Linguistic Freedom and Co-official Languages in Spain
The Integration of Languages
The integration also means that the public authorities have a duty to provide citizens with the ability to exercise their rights. The rule of law, which embodies the powers that have the civilizing mission of providing peace and linguistic and cultural coexistence, cannot be a source of conflict, discrimination, and division. Thus, their obligation is to serve that objective, using all legal and political resources in their power to help “revive a sense of linguistic brotherhood” and “erase imaginary incompatibilities between love for their own language and the appreciation of one’s neighbor’s…” (Manuel Seco).
Another significant manifestation of integration would be the preference in teaching for joint linguistic patterns over those of separation.
The Free Choice of Language
In a system of official bilingualism, the freedom of language has its main content in the citizen’s freedom of choice between the two official languages in their relations with public interlocutors. The articulation of different subjects in the complex world of language is extremely difficult. The solution, in a model such as that of the Spanish Constitution, is to draw a first boundary between the system of language use by the government and by citizens.

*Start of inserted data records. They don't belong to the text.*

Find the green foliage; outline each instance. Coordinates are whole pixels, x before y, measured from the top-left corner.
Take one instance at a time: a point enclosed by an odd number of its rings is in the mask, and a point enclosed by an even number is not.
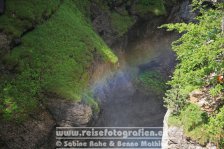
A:
[[[205,144],[214,142],[219,148],[224,147],[224,106],[217,115],[208,117],[197,105],[189,104],[179,115],[169,117],[169,125],[183,126],[185,135]]]
[[[164,102],[173,114],[178,114],[186,105],[187,93],[179,84],[173,85],[171,89],[166,91]]]
[[[177,115],[170,115],[168,118],[168,125],[181,127],[182,124],[181,124],[180,117]]]
[[[111,23],[112,27],[118,33],[118,36],[122,36],[135,23],[135,21],[134,18],[129,16],[127,12],[123,15],[112,12]]]
[[[28,114],[38,108],[41,92],[82,100],[94,58],[99,55],[105,62],[117,62],[86,20],[72,0],[65,0],[48,21],[22,38],[22,45],[5,57],[17,75],[1,84],[7,91],[0,92],[1,112],[14,118],[15,113]]]
[[[202,15],[197,17],[199,22],[197,24],[163,25],[169,31],[175,29],[179,33],[184,33],[172,46],[180,63],[176,66],[173,78],[168,83],[172,88],[176,88],[178,85],[178,94],[183,97],[186,97],[192,90],[205,85],[206,76],[210,73],[222,74],[224,68],[224,38],[220,28],[223,16],[222,7],[217,10],[202,9],[201,13]],[[216,92],[224,89],[223,85],[216,86],[213,82],[210,84]],[[214,90],[211,92],[214,93]],[[173,94],[172,89],[167,92],[166,96],[167,101],[169,101],[167,102],[168,107],[169,103],[177,101],[171,94]],[[183,105],[184,103],[179,102],[177,104]]]
[[[0,30],[13,36],[20,36],[25,29],[48,17],[59,4],[60,0],[7,0],[5,13],[0,16]]]
[[[193,2],[201,12],[196,18],[197,23],[162,26],[182,34],[172,45],[179,64],[168,82],[171,89],[164,99],[166,106],[175,114],[171,123],[181,123],[185,135],[201,144],[210,140],[223,148],[224,108],[215,111],[217,114],[213,117],[208,117],[196,105],[187,105],[188,95],[195,89],[209,85],[212,96],[220,95],[224,89],[223,84],[209,77],[211,73],[223,74],[224,71],[224,37],[220,27],[224,4],[218,4],[216,9],[203,9],[201,2]]]
[[[166,9],[163,0],[139,0],[135,5],[135,10],[141,15],[149,12],[155,15],[166,14]]]
[[[224,106],[220,108],[220,112],[211,117],[207,125],[209,138],[215,142],[220,148],[224,147]]]
[[[171,115],[169,125],[183,127],[186,136],[205,144],[209,140],[208,116],[194,104],[187,104],[178,115]]]
[[[166,90],[165,80],[157,71],[145,71],[139,76],[140,84],[156,93],[164,93]]]
[[[199,125],[206,123],[207,115],[194,104],[189,104],[181,111],[181,121],[184,124],[185,131],[191,131]]]
[[[217,84],[214,88],[211,88],[209,92],[212,96],[217,96],[221,94],[222,89],[223,89],[223,86],[221,84]]]
[[[85,93],[85,95],[83,96],[83,101],[92,107],[93,113],[100,112],[99,103],[96,101],[96,99],[93,98],[92,93]]]

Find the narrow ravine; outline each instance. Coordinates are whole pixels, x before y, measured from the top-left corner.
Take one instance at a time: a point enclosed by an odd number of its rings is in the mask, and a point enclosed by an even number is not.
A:
[[[121,46],[123,49],[119,50],[124,53],[119,69],[93,87],[101,113],[92,126],[162,127],[166,112],[163,94],[142,90],[136,80],[144,70],[158,70],[165,79],[169,78],[175,59],[170,45],[175,35],[150,27],[138,26],[145,34]]]

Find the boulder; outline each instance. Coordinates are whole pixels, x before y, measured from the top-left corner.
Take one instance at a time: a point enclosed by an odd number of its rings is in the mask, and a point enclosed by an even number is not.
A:
[[[46,104],[60,127],[86,126],[92,119],[91,107],[83,103],[50,98]]]

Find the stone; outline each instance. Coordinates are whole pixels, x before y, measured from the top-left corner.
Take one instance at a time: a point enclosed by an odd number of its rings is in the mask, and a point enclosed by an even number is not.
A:
[[[183,128],[168,126],[170,110],[167,111],[163,121],[162,149],[217,149],[214,144],[202,146],[184,135]]]
[[[44,109],[30,114],[25,122],[15,123],[1,121],[0,148],[31,149],[39,148],[48,142],[55,127],[52,116]]]
[[[201,90],[194,90],[192,91],[190,96],[190,102],[197,103],[200,100],[200,97],[203,95],[203,92]]]
[[[190,96],[190,102],[192,102],[192,103],[197,103],[198,100],[199,100],[198,98],[193,97],[193,96]]]
[[[198,102],[198,105],[200,107],[204,106],[205,104],[208,104],[208,102],[206,101],[206,98],[202,98],[199,102]]]
[[[61,127],[87,126],[92,119],[92,109],[90,106],[71,100],[50,98],[47,108]]]
[[[201,95],[203,95],[203,92],[201,90],[194,90],[190,93],[190,95],[193,97],[200,97]]]
[[[172,8],[171,13],[168,17],[169,22],[194,22],[197,16],[196,12],[192,11],[190,1],[182,1],[179,5]]]
[[[97,4],[91,3],[90,7],[92,24],[96,32],[105,40],[108,45],[115,41],[115,32],[110,23],[110,17]]]

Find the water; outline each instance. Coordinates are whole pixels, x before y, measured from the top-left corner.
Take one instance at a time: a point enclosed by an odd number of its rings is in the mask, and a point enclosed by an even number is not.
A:
[[[140,29],[144,30],[144,27]],[[169,78],[174,66],[174,54],[170,50],[175,39],[173,33],[155,30],[140,38],[128,41],[126,46],[118,46],[120,67],[106,80],[93,87],[100,100],[101,113],[92,126],[96,127],[161,127],[166,109],[163,95],[144,91],[136,79],[141,71],[160,71]]]

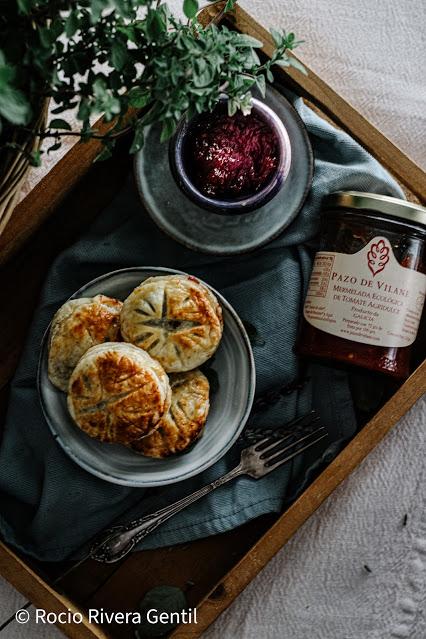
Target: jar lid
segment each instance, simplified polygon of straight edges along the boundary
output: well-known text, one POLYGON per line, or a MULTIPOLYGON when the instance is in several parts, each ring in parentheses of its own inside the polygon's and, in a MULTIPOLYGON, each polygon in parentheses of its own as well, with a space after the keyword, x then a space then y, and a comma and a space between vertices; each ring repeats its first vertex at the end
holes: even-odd
POLYGON ((389 195, 362 193, 361 191, 336 191, 327 196, 324 203, 331 207, 378 211, 384 215, 426 226, 426 208, 424 206, 389 195))

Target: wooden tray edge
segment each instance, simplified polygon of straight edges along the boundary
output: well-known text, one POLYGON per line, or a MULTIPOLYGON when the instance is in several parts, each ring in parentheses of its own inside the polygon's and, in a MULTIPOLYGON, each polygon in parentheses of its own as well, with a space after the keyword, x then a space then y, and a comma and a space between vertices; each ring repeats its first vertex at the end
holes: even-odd
POLYGON ((170 637, 199 637, 425 393, 426 360, 225 578, 212 588, 197 606, 199 623, 179 626, 170 637))
POLYGON ((84 610, 70 599, 49 586, 18 555, 0 541, 0 575, 22 593, 34 606, 56 614, 80 613, 79 624, 57 624, 57 627, 71 639, 110 639, 105 632, 92 623, 84 610))
MULTIPOLYGON (((101 122, 95 126, 102 129, 101 122)), ((100 151, 97 140, 74 144, 49 173, 19 202, 0 237, 0 265, 14 255, 33 233, 48 219, 67 193, 87 172, 100 151), (66 176, 66 189, 58 176, 66 176), (47 203, 47 204, 46 204, 47 203)))
MULTIPOLYGON (((129 109, 124 118, 124 124, 129 122, 135 113, 135 109, 129 109)), ((114 124, 115 121, 105 122, 101 117, 93 124, 93 128, 97 129, 99 135, 105 135, 114 124)), ((102 142, 97 139, 92 138, 84 143, 77 142, 19 202, 0 236, 0 266, 17 253, 50 217, 87 173, 101 149, 102 142)))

This line is deeply illuminating because, since the acceptance of the natural logic of freedom of language and a comprehensive view of all language rights, it should be concluded that the individual right of freedom of language takes precedence over the principle of government intervention. That is, the center of gravity of this freedom is on the side of the citizen, never on that of public power.

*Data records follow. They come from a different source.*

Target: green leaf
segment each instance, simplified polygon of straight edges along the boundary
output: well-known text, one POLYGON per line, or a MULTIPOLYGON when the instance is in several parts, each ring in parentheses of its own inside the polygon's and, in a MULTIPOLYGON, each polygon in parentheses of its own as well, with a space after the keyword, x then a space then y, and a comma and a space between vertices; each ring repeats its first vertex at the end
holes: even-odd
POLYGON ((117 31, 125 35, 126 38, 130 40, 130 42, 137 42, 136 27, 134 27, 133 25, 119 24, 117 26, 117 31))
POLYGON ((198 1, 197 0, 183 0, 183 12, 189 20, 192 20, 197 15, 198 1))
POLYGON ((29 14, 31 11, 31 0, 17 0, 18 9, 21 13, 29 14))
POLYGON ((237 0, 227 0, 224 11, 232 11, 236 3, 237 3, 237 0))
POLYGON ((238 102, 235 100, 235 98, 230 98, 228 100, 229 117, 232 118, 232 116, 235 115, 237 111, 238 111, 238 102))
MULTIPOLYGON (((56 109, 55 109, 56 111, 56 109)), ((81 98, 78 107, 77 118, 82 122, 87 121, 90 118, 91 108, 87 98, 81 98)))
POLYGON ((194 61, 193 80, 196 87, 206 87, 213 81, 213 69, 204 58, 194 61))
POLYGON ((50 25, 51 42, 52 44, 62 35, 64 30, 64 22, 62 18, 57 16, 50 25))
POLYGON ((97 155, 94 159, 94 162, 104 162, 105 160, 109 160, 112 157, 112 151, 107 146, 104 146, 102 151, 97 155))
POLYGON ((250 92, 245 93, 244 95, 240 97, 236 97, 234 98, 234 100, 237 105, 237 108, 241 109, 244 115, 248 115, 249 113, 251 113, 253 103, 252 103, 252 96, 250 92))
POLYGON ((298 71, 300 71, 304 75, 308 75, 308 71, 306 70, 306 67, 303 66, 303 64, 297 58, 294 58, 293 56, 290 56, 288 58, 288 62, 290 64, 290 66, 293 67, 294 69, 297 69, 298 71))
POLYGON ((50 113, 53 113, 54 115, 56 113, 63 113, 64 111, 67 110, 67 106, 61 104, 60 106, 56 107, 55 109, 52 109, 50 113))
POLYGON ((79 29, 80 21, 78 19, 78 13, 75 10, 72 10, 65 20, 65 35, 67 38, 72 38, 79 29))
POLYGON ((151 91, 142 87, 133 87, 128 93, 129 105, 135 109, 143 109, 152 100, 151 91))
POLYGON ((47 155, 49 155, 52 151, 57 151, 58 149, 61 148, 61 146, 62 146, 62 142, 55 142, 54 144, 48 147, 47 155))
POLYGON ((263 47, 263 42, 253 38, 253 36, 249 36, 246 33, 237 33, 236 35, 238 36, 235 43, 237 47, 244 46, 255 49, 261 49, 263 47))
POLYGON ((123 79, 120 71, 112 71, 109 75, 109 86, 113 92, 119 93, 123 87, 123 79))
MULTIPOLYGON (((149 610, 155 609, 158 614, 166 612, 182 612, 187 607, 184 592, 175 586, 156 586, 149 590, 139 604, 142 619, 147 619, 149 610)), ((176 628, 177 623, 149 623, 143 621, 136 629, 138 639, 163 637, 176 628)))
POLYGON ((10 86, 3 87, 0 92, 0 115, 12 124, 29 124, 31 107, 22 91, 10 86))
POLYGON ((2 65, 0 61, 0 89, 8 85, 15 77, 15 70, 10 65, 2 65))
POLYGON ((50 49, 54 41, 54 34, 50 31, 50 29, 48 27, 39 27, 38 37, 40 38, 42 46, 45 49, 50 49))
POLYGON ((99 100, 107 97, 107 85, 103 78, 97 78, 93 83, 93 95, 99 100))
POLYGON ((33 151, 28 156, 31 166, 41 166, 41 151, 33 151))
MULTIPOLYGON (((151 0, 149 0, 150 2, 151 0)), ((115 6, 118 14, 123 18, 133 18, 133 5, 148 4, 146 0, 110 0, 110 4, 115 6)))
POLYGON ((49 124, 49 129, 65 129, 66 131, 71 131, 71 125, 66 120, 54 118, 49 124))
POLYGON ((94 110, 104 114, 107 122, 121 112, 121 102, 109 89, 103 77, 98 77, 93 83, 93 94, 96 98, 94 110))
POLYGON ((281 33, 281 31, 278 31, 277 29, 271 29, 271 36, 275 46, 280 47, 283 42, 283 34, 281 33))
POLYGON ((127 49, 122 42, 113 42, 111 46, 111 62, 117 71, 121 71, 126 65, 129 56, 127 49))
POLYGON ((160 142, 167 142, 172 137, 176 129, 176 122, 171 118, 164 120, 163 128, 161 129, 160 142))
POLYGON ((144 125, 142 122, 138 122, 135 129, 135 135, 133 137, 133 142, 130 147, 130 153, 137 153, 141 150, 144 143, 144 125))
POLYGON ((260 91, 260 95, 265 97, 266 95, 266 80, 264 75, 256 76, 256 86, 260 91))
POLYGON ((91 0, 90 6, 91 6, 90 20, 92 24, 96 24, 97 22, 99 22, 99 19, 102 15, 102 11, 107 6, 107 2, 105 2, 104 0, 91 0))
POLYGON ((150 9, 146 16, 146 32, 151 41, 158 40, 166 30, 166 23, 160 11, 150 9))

In our system of joint official bilingualism, freedom of language is manifested as a right to linguistic choice for the citizen, the right to choose to use either of the two co-official languages, precisely because they have a collective right to both languages.

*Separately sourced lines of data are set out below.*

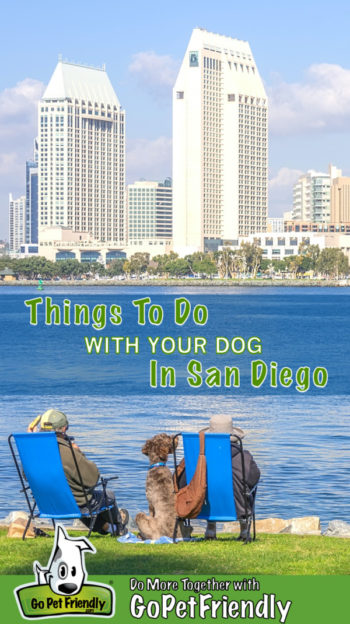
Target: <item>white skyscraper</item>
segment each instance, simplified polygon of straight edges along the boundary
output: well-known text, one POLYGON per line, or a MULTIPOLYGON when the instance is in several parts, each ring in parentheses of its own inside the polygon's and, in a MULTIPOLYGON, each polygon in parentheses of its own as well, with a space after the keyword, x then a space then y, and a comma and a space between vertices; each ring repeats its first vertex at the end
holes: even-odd
POLYGON ((59 61, 39 103, 40 228, 125 240, 125 113, 104 69, 59 61))
POLYGON ((21 245, 26 243, 26 197, 18 199, 9 196, 9 248, 18 252, 21 245))
POLYGON ((173 91, 175 251, 266 231, 267 139, 248 42, 194 29, 173 91))

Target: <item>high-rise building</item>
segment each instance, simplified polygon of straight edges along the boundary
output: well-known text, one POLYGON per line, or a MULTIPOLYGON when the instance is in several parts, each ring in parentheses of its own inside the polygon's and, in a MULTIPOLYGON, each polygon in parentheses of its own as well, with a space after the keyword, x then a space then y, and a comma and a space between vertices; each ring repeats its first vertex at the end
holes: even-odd
POLYGON ((266 231, 267 141, 249 43, 194 29, 173 90, 175 251, 266 231))
POLYGON ((39 103, 40 228, 125 240, 125 112, 105 69, 59 61, 39 103))
POLYGON ((128 241, 172 238, 171 179, 164 182, 141 180, 128 185, 128 241))
POLYGON ((329 165, 328 173, 310 169, 293 187, 292 219, 329 223, 331 220, 331 183, 341 171, 329 165))
POLYGON ((9 250, 17 253, 26 243, 26 197, 9 195, 9 250))
POLYGON ((350 178, 341 174, 332 180, 331 221, 350 222, 350 178))
POLYGON ((26 240, 38 242, 38 140, 34 141, 33 160, 26 162, 26 240))

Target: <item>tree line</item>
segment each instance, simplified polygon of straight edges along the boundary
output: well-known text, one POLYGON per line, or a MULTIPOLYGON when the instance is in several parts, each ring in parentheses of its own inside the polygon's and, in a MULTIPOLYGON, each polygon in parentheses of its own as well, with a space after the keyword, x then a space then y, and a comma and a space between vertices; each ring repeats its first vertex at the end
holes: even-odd
POLYGON ((155 276, 244 278, 273 277, 292 278, 316 275, 338 279, 349 274, 349 262, 339 248, 320 249, 318 245, 302 242, 298 253, 280 259, 266 259, 262 249, 255 243, 241 243, 237 249, 223 247, 217 252, 196 252, 180 258, 178 254, 157 255, 137 252, 129 259, 113 260, 106 267, 100 262, 79 262, 58 260, 51 262, 42 256, 28 258, 0 258, 0 271, 9 268, 19 279, 82 279, 95 277, 140 277, 155 276))

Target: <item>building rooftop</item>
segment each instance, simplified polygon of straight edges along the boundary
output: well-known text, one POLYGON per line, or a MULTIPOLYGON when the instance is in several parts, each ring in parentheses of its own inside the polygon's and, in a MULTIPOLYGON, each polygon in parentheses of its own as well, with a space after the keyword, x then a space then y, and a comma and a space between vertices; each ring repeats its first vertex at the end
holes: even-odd
POLYGON ((207 30, 207 28, 197 27, 194 30, 201 30, 203 33, 207 33, 208 35, 215 35, 216 37, 222 37, 222 39, 229 39, 230 41, 243 41, 244 43, 248 43, 246 39, 237 39, 237 37, 231 37, 230 35, 224 35, 222 33, 216 33, 212 30, 207 30))
POLYGON ((120 107, 119 100, 104 69, 75 65, 59 61, 43 100, 64 100, 66 98, 111 104, 120 107))
POLYGON ((248 41, 221 35, 211 32, 205 28, 194 28, 192 31, 191 42, 201 43, 204 47, 217 47, 218 52, 237 52, 251 55, 251 49, 248 41))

This means that public authorities have no power of choice or predetermination of the official language to be used in their ordinary relations with citizens: their position on this point is subject to the citizens’ freedom of choice. The right of citizens to choose cannot be prevented or conditioned by a possible monolingual organization of the Administration in terms of working language or the language of service. That is, the Administration must articulate a bilingual performance of public services so that the citizen, without obstacles or pressures, can choose the language they prefer.
The Free Development of Personality
Language may be seen merely as a communication tool between individuals. This is a function for which all languages are apt. But language, when it is the natural language of inclusion of the individual in the community, is also a skin that regulates the osmosis of every human being with the world. And this the law cannot ignore. The system must create the conditions for the development of personality, strengths, and capabilities that shape the individual as a unique being, as a distinct person. This is why the distinction between language and personality, just as the link between culture and personality, becomes uniquely close, which is manifested particularly clearly in the education system. This principle of personality is one of the major factors that makes language rights highly sensitive.
The Scope of Co-officiality
The vagueness of the Constitution on the concept of official language was clarified by the Constitutional Court in 1986: “An official language is, regardless of its reality and weight as a social phenomenon, one that is recognized by the state as a normal means of communication in and between them and in their relation to private actors, with full legal force and effect.”